What I’m Reading: July 2016

This month my book was The Signal and the Noise,  which I enjoyed enough that I’m doing a chapter by chapter contingency matrix series on it over at the other blog.

Sampling strategy and research design can sound really boring, until you blow through $1.3 billion dollars and have nothing to show for it. This article on the long slow death of the National Children’s Study should be assigned reading for anyone who ever wanted to know why it was so damn hard to get good research done.

Did you hear the one about all the Brexit voters furiously Googling “What is the EU?” after they voted to leave it? Yeah? That was pretty bogus. It was about 1000 people total, no one knows if their Googling was “furious”, how they voted, or if those people were even eligible to vote.

This article is from a few months ago, but it’s an interesting look at motivations and political bias. It turns out people do better on “political fact” tests when you offer them money for right answers than when they take them with no incentives.  The Volokh Conspiracy discusses implications for our understanding of political ignorance.

Also from a few months ago: the Quartz guide to bad data.
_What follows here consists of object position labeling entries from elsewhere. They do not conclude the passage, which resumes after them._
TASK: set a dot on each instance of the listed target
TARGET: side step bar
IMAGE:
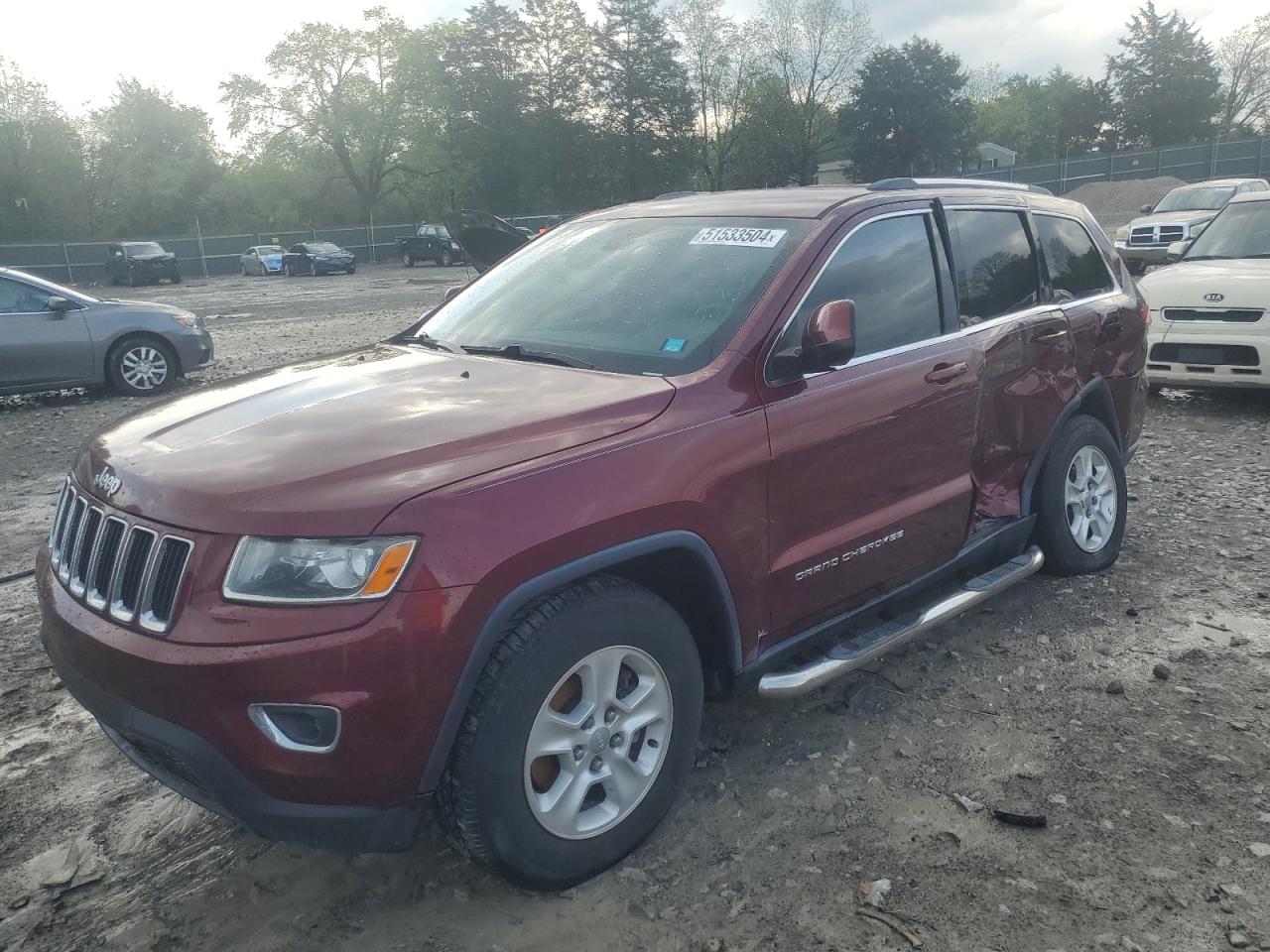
(864, 648)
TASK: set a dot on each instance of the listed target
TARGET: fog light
(313, 729)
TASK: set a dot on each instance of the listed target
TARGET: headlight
(302, 570)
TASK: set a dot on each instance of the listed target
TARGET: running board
(864, 648)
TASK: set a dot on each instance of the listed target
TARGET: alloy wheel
(597, 743)
(144, 367)
(1089, 497)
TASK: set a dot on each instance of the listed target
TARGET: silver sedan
(53, 336)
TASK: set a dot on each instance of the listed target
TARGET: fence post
(202, 252)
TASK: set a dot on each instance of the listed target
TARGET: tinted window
(888, 270)
(996, 267)
(17, 298)
(1076, 266)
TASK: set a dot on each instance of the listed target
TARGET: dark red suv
(685, 447)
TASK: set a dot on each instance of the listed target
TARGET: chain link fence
(1214, 159)
(84, 262)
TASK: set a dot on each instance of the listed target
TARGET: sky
(77, 49)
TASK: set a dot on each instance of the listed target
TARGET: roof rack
(903, 182)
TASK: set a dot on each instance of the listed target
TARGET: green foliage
(908, 116)
(1046, 119)
(1165, 82)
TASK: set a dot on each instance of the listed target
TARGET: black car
(140, 263)
(430, 243)
(318, 258)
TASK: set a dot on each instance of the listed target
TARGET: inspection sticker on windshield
(739, 238)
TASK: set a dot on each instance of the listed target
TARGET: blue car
(262, 259)
(318, 258)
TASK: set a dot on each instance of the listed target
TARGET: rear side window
(1076, 267)
(888, 270)
(996, 266)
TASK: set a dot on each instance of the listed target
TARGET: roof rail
(903, 182)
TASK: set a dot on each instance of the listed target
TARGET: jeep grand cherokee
(686, 447)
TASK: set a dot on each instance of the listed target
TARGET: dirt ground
(1156, 794)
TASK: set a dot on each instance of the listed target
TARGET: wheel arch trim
(495, 622)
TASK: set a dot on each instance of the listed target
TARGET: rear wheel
(579, 734)
(1082, 499)
(141, 366)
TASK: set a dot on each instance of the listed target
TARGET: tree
(721, 70)
(815, 48)
(1046, 119)
(642, 93)
(41, 169)
(1243, 59)
(151, 162)
(1165, 82)
(348, 89)
(908, 114)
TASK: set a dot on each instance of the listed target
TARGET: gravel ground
(1155, 791)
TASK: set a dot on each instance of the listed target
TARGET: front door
(870, 480)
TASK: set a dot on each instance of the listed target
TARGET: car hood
(1174, 218)
(333, 445)
(1241, 284)
(484, 238)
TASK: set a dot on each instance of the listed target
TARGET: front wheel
(579, 734)
(141, 367)
(1082, 499)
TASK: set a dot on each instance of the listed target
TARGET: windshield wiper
(516, 352)
(430, 341)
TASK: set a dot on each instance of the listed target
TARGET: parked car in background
(1209, 325)
(1179, 216)
(54, 338)
(430, 243)
(140, 263)
(677, 447)
(318, 258)
(262, 259)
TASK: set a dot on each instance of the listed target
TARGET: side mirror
(828, 340)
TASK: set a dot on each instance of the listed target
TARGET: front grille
(1211, 354)
(1237, 315)
(114, 565)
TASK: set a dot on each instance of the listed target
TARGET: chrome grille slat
(126, 570)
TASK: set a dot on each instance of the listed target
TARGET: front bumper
(181, 712)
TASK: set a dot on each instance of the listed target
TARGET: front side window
(19, 298)
(888, 268)
(659, 296)
(996, 266)
(1076, 267)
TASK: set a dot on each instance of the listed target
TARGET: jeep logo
(107, 481)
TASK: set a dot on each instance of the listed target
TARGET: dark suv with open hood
(674, 449)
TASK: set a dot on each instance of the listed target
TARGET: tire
(1082, 475)
(141, 367)
(494, 796)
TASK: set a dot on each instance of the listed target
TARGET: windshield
(1197, 198)
(1239, 231)
(144, 248)
(659, 296)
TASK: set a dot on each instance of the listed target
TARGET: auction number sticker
(739, 238)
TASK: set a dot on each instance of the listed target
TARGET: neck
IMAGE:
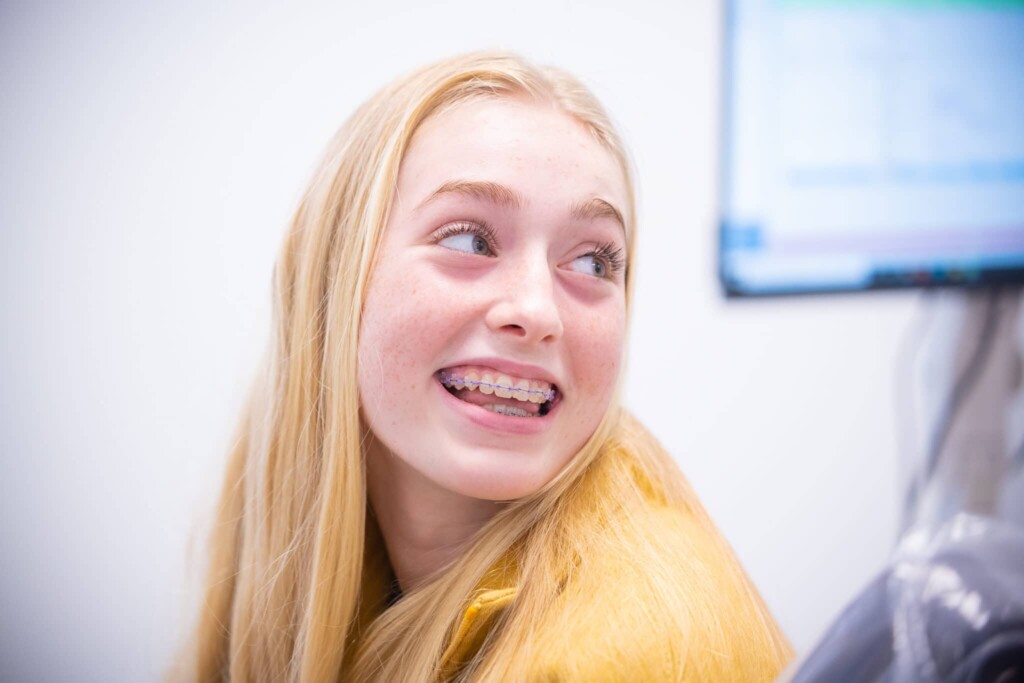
(424, 525)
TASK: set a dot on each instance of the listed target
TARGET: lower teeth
(508, 410)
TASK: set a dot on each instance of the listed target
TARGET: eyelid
(478, 227)
(612, 256)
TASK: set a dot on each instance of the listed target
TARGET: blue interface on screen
(871, 143)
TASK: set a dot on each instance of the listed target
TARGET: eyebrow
(481, 189)
(503, 196)
(597, 208)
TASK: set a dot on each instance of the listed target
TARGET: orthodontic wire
(548, 395)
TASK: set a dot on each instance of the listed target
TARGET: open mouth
(519, 397)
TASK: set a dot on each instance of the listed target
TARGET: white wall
(152, 154)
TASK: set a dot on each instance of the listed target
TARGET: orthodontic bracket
(445, 377)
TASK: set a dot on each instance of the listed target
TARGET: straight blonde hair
(287, 551)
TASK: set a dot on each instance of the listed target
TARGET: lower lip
(493, 421)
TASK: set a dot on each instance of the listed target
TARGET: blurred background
(152, 157)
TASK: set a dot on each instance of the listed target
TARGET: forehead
(532, 147)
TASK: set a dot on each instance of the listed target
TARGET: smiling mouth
(501, 393)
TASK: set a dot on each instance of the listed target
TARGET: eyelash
(606, 251)
(479, 228)
(611, 255)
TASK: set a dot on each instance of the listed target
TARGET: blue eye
(591, 265)
(466, 242)
(469, 238)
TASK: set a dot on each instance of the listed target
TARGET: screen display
(871, 143)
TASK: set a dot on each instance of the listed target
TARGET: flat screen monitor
(871, 143)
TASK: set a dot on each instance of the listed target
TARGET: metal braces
(548, 395)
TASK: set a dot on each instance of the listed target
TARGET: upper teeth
(500, 385)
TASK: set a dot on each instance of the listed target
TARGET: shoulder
(673, 605)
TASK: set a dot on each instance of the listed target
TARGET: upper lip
(518, 370)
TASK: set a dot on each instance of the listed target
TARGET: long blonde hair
(287, 551)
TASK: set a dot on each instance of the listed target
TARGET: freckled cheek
(596, 348)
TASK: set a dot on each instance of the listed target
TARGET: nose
(525, 306)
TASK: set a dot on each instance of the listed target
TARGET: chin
(495, 480)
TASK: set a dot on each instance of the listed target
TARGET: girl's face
(493, 331)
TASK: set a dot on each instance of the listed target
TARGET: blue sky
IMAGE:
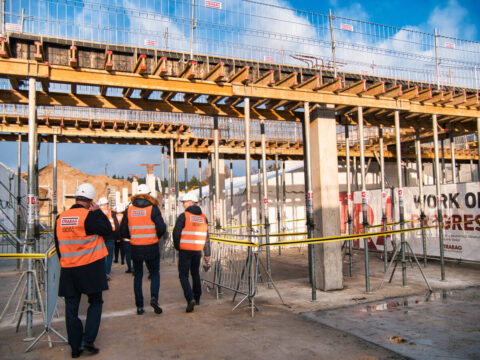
(454, 18)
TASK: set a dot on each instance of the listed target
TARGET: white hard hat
(190, 196)
(102, 201)
(85, 190)
(143, 189)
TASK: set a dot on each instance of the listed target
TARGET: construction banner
(461, 217)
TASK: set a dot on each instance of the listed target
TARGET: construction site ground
(394, 322)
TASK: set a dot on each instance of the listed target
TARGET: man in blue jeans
(143, 224)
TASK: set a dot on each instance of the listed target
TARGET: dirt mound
(68, 178)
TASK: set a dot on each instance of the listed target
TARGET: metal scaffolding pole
(349, 200)
(364, 197)
(200, 179)
(217, 209)
(309, 196)
(418, 150)
(171, 187)
(400, 195)
(247, 165)
(55, 208)
(185, 171)
(439, 198)
(332, 35)
(277, 195)
(19, 194)
(163, 174)
(231, 192)
(32, 200)
(443, 162)
(384, 198)
(259, 188)
(452, 157)
(478, 148)
(265, 196)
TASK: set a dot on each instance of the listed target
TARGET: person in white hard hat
(79, 234)
(143, 224)
(190, 237)
(109, 241)
(118, 239)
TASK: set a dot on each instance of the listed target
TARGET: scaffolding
(259, 31)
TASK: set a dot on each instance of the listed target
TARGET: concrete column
(328, 256)
(221, 190)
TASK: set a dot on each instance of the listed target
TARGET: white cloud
(452, 20)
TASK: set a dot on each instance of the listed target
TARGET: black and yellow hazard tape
(319, 240)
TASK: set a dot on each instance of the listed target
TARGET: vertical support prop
(349, 200)
(217, 209)
(400, 195)
(418, 150)
(277, 196)
(265, 196)
(384, 198)
(364, 198)
(309, 197)
(439, 197)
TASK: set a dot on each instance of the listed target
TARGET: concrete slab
(433, 326)
(214, 331)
More properly it might be called “guide to cleaning up your spreadsheet”. If you ever actually get a large data file and don’t know how to find potential problems before you analyze it, this is a good start.

Another good guide is this list of data science books from Stitch Fix. Stitch Fix is an online personal stylist service that I just so happen to use to get most of my work clothes. They also have a REALLY active data science division that helps come up with clothing recommendations. Good stuff.

This is an interesting data visualization of the changing American obesity rates.

I actually listened to this one, but there was an interesting piece on Science Friday about “differential privacy” and response randomization. The transcript is available here,  and there’s some interesting discussion about honesty, privacy, and research in the big data era.